Under the initiative, by the administration of the mayor, Michael Bloomberg, hundreds of families have been given plane, rail, and bus tickets and even petrol vouchers to leave the city. One homeless family of five was given $6,332 (nearly £4,000) worth of travel costs to Paris, according to the New York Times.
The city justifies such costs because it argues the alternative is more expensive. It costs New York’s taxpayers $36,000 to put up a homeless family in a night shelter for a year.
Families can qualify for the tickets if they have a relative in another part of the world, including the US, who says they are willing to house them.

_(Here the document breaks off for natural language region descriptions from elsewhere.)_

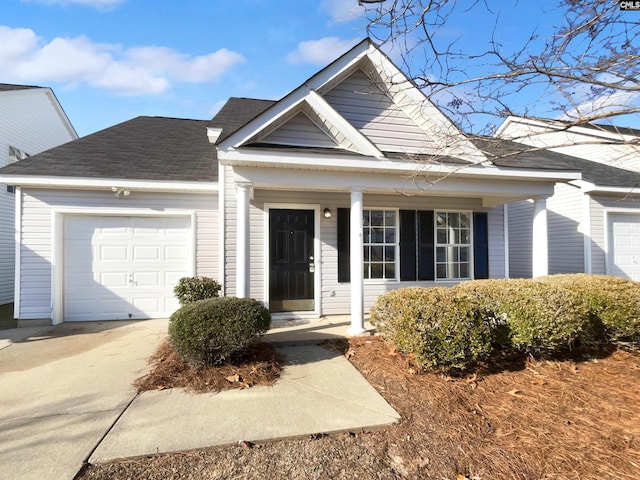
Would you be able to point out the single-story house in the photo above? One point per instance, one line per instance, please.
(593, 222)
(31, 121)
(351, 185)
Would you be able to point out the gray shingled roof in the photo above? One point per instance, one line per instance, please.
(5, 87)
(505, 153)
(144, 148)
(236, 113)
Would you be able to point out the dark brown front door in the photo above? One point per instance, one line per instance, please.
(291, 260)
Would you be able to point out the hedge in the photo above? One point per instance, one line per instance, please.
(211, 331)
(453, 328)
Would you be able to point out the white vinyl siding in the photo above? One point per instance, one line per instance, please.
(371, 111)
(30, 122)
(336, 296)
(566, 230)
(36, 248)
(300, 131)
(565, 233)
(520, 238)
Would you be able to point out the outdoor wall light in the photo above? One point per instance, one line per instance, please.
(120, 191)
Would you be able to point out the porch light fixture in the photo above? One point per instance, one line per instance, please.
(117, 192)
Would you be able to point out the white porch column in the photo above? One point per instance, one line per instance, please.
(540, 250)
(243, 192)
(357, 259)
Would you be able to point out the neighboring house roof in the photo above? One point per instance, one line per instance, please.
(5, 87)
(144, 148)
(506, 153)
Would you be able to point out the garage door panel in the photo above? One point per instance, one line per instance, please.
(124, 267)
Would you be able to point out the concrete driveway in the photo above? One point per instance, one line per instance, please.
(62, 388)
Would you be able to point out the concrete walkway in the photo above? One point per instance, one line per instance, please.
(66, 398)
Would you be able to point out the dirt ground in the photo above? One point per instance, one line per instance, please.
(520, 419)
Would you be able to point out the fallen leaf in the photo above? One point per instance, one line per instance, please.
(515, 393)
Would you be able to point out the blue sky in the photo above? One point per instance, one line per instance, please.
(112, 60)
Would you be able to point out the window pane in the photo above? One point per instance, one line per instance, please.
(390, 235)
(376, 270)
(377, 218)
(389, 254)
(464, 270)
(376, 254)
(389, 270)
(377, 235)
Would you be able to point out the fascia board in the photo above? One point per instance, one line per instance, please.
(291, 100)
(322, 161)
(98, 183)
(364, 145)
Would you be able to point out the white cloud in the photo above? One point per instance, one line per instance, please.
(342, 11)
(99, 4)
(200, 69)
(24, 57)
(320, 52)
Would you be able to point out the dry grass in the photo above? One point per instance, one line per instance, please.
(527, 420)
(260, 364)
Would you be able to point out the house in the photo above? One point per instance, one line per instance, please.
(31, 121)
(349, 186)
(594, 222)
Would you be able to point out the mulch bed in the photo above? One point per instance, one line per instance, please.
(260, 364)
(525, 419)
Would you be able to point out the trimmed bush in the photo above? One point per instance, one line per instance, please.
(442, 329)
(213, 330)
(613, 304)
(192, 289)
(533, 316)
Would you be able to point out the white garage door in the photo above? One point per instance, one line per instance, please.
(118, 267)
(624, 246)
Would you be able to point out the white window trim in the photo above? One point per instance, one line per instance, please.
(384, 281)
(436, 245)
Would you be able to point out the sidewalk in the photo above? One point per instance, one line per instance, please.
(67, 397)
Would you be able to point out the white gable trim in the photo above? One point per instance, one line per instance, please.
(362, 143)
(98, 183)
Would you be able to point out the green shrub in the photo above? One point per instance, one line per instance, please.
(211, 331)
(613, 304)
(535, 316)
(192, 289)
(443, 330)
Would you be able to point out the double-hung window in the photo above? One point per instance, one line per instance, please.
(453, 245)
(380, 241)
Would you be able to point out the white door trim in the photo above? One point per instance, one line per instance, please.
(317, 252)
(57, 244)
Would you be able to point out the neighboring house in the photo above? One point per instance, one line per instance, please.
(351, 185)
(594, 222)
(31, 121)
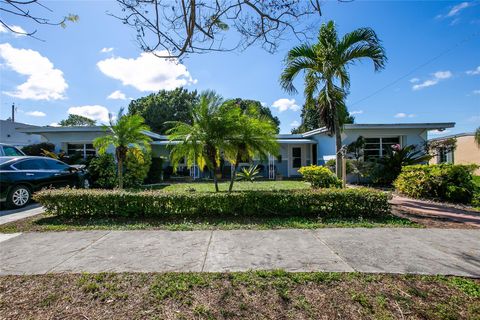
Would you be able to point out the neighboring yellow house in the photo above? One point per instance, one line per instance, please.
(467, 151)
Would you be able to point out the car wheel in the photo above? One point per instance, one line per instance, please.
(19, 197)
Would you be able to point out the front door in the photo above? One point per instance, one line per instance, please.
(297, 159)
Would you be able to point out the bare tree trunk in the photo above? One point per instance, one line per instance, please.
(232, 178)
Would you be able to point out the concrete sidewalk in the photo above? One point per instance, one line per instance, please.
(424, 251)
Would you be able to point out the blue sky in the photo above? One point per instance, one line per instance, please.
(433, 72)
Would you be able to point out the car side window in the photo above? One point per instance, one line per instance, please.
(56, 165)
(11, 151)
(31, 164)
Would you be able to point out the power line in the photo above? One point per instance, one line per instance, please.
(458, 44)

Since the $500,000-a-year scheme was launched in 2007, 550 homeless families have been paid to leave the city. None have come back.
“We want to divert as many families as we can that need assistance,” Vida Chavez-Downes, a city official said.
“We have paid for visas, we’ve gone down to the consulate, we’ve provided letters, we’ve paid for passports for people to go. Anyone who comes through our door.”
Critics have dismissed the initiative as a gimmick.
Arnold Cohen, head of a New York campaign group, Partnership for the Homeless, told the New York Times: “The city is engaged in cosmetics. What we’re doing is passing the problem of homelessness to another city. We’re taking people from a shelter bed here to the living room couch of another family. Essentially, this family is still homeless.”
What they are really doing is twofold – saving taxpayers’ money and getting people off the street and back with people who can help them get their lives back together. Even if the family hasn’t historically got on, it is a harsh parent or sibling who would turn away a blood relation at their lowest ebb. They would get support which the authorities have shown that they are unable to provide effectively, and that taxpayers don’t want to pay for.
Who knows, this scheme could have knock-on effects throughout whole families and communities as people rally round.
Obviously this is not the solution to the problem of homelessness. Only so many homeless people can be helped this way and, of course, some of them will get rejected by their relatives and simply end up homeless in a new area. However this is cheaper, smarter, and more likely to produce good results for the people who are participating than the current system of homeless shelters and police harassment.
All in all, that makes it a good idea.